Your words can condemn you. You have to give account for every careless word. God himself calls you to account. Jesus’ “But I tell you…” emphasizes the importance of what he says. The setting for evaluating your words is the day of judgment. God himself is the judge in that venue. You may consider your words unimportant. God’s evaluation differs. We think of words as idle or careless. Walk through a mall, and listen to people chatter or talk on their phones. You might be more concerned if you knew that all of your words were being recorded. God himself remembers what you say. You are God’s people, living in a culture that is deeply divided, a world in which accusations of lying are leveled by multiple sides. As God’s pople, guard against repeating something, just because it is directed against those with you you have strong disagreements. Make sure you are speaking the truth. Even in Christian circles you hear mocking language directed at fellow believers with whom the speaker disagrees. Evil words incur God’s judgment.
Evil words reveal an evil heart. The setting involves words spoken against the Messiah. The Pharisees were plotting how to kill Jesus, verse 14. They said that his miracle of healing the demoniac was done by the power of Beelzebub, verse 24. Evil words like these come from an evil heart. Jesus uses a variety of word pictures. These are bad trees with bad fruit. They are a brood of vipers. (Jesus reserves language like this for the persistently unrepentant, the hypocritical. He echoes the language of John the Baptist.) They are evil men bringing evil from within them. Words flow out of the heart. Yes, words can be crafted and even false, but especially unguarded words can be revealing. By nature all of us are totally depraved. That depravity not only mars our hearts, but it seeps out in the language that one uses.
By your words you will be acquitted. Confess Jesus as the Messiah. The context does include people speaking evil of Jesus. But the passage challenges you to confess with your mouth that Jesus is Lord (see Romans 10:9). The miracle of healing results in some expressing the possibility that this could be the Son of David, verse 23. The very warning against speaking against the Son of man and against the Spirit summons you to understand and speak the truth about who Jesus is and what his work is. The presence of one greater than Jonah (verse 41) and greater than Solomon (verse 42) calls for you to recognize him. Confess Jesus. Recognize that he is the Messiah, that he is God incarnate. Believe that God has raised him from the dead (the culminating event in redemptive history). Trust him as your sin-bearer. Your words acquit you as you truly confess Jesus as your Lord and Savior. Make that confession! Watching your words means much more than (although it includes) making sure that inappropriate language doesn’t slip out of your mouth.
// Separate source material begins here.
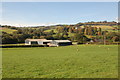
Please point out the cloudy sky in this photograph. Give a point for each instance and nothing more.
(47, 13)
Your words need to focus on your Savior. “[I]n Paul’s writings the translation ‘vindicate’ is preferable, in the sense of both (1) vindicating persons from the guilty verdict on their sin and thus establishing a relationship with Christ during this age, and (2) vindicating such people before God’s judgment seat at the end of the age against the wrongful verdict pronounced by the world (i.e., against the world’s unjust verdict concerning the wrongness of believers’ faith and of God’s prior verdict of acquital upn them). This second aspect of vindication is in view in Matt. 12:36–37….” (G. K. Beale, A New Testament Biblical Theology, p. 520)
Bring forth good! The confession that Jesus is Lord can come only from a heart and life made new by God’s Spirit. Now your heart is going to produce language that is not evil, that is not merely idle, but words that praise God and lift up his people. “Let us be humble as we read this passage, in the recollection of time past. How many idle, foolish, vain light frivolous, sinful, and unprofitable things we have all said! How many words we used which, like thistle-down, have flown far and wide, and sown mischief in the hearts of others that will never die!… Let us be watchful as we read this passage about words, when we look forward to our days yet to come. Let us resolve, by God’s grace, to be more carefl over out tongues, and more particular about our use of them.” (J. C. Ryle, Expository Thoughts on the Gospels, on Matthew 12:36–37) One of the ways you image God is through speech. Look at the way that God introduces himself in Genesis 1: “And God said…” becomes a refrain. This speaking God formed you in his image. Your words are not creative in the sense that his were, but as you are renewed in Jesus Christ, your words can uplift. They can help nourish and strengthen God’s people. As they communicate the good news, they can even help in that process of re-creation. Consciously guard and use your speech to glorify your Creator-Redeemer. Do that in the way you speak to your spouse, to your children, to your parents. Do that as you chat and joke with your friends (remember that God holds you accountable for even your careless words). Use your speech to his glory in your work, whatever it is. Use your words to praise God. The joy of the best worship service on earth is a faint reflection of the praise that you will be bringing in heaven.